12. The oral and dental hygiene and cleaning agent according to claim 1, further comprising 40 to 84% by weight water.

13. The oral and dental hygiene and cleaning agent according to claim 1, wherein the agent includes 1 to 14.5% by weight sorbitol.

14. The oral and dental hygiene and cleaning agent according to claim 1, wherein the agent includes 5 to 28% by weight glycerol.

15. The oral and dental hygiene and cleaning agent according to claim 1, wherein the total amount of sorbitol b) and glycerol c) is 20 to 35% by weight.

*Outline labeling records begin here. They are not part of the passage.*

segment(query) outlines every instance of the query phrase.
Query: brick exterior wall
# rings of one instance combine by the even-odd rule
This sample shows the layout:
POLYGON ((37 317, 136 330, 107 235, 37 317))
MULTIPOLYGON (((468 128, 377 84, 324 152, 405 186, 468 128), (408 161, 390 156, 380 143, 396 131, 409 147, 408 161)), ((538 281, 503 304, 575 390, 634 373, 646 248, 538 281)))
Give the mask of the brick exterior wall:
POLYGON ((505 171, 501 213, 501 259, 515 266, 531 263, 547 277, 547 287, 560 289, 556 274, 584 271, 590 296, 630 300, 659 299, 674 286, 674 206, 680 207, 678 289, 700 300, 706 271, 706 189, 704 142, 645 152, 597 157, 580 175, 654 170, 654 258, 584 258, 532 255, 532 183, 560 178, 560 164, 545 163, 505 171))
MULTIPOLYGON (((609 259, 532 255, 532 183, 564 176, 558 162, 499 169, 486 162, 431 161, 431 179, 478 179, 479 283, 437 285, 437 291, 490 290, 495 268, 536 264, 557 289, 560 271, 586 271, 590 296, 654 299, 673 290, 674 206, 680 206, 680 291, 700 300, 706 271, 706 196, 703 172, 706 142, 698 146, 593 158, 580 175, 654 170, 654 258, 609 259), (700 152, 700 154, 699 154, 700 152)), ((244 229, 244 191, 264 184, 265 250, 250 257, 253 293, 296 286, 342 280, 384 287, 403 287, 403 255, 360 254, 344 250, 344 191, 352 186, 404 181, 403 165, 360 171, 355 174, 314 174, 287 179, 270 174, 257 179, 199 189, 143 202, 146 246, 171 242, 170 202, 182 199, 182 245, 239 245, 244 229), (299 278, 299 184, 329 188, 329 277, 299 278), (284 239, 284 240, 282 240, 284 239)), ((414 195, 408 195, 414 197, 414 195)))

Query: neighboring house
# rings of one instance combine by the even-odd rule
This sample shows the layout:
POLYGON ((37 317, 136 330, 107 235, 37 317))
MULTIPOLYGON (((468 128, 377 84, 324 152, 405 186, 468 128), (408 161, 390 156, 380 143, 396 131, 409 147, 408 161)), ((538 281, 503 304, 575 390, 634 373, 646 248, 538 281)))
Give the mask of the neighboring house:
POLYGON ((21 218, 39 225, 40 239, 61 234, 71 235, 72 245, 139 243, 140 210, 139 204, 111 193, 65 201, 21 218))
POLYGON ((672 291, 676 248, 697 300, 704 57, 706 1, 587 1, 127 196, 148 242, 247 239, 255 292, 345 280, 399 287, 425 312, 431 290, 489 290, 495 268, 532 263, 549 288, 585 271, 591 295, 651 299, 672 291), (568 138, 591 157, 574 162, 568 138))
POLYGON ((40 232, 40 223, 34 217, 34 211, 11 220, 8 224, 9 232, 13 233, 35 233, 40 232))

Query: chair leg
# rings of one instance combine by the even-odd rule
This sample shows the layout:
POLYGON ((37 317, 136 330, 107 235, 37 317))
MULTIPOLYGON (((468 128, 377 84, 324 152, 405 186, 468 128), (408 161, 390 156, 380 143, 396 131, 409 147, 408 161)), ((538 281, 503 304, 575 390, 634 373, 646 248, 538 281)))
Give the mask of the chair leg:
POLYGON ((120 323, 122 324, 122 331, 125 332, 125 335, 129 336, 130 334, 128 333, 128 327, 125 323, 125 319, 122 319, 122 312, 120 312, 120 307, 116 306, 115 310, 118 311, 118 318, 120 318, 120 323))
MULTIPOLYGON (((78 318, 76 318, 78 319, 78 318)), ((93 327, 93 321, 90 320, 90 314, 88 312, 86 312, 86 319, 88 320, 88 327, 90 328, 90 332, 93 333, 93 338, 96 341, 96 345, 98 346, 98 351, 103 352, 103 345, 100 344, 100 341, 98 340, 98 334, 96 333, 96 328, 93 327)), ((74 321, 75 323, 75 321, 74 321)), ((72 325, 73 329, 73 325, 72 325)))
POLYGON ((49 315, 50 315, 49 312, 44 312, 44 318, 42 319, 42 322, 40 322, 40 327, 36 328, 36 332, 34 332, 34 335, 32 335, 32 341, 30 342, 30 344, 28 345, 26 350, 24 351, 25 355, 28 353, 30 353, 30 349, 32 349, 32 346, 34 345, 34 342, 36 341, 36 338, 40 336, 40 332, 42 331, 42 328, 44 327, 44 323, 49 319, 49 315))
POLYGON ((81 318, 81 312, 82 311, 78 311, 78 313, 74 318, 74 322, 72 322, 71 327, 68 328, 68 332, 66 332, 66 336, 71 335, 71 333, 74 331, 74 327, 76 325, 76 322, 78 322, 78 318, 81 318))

16. The oral and dental hygiene and cleaning agent according to claim 1, further comprising 1225 to 1575 ppm fluoride.

17. The oral and dental hygiene and cleaning agent according to claim 1, further comprising 5 to 25% by weight of a polishing agent selected from the group consisting of silicas, aluminum hydroxide, aluminum oxide, dicalcium phosphate dihydrate (CaHPO4.2H2O) or mixtures thereof.

18. The oral and dental hygiene and cleaning agent according to claim 1, further comprising 0.25 to 4% by weight anionic surfactant.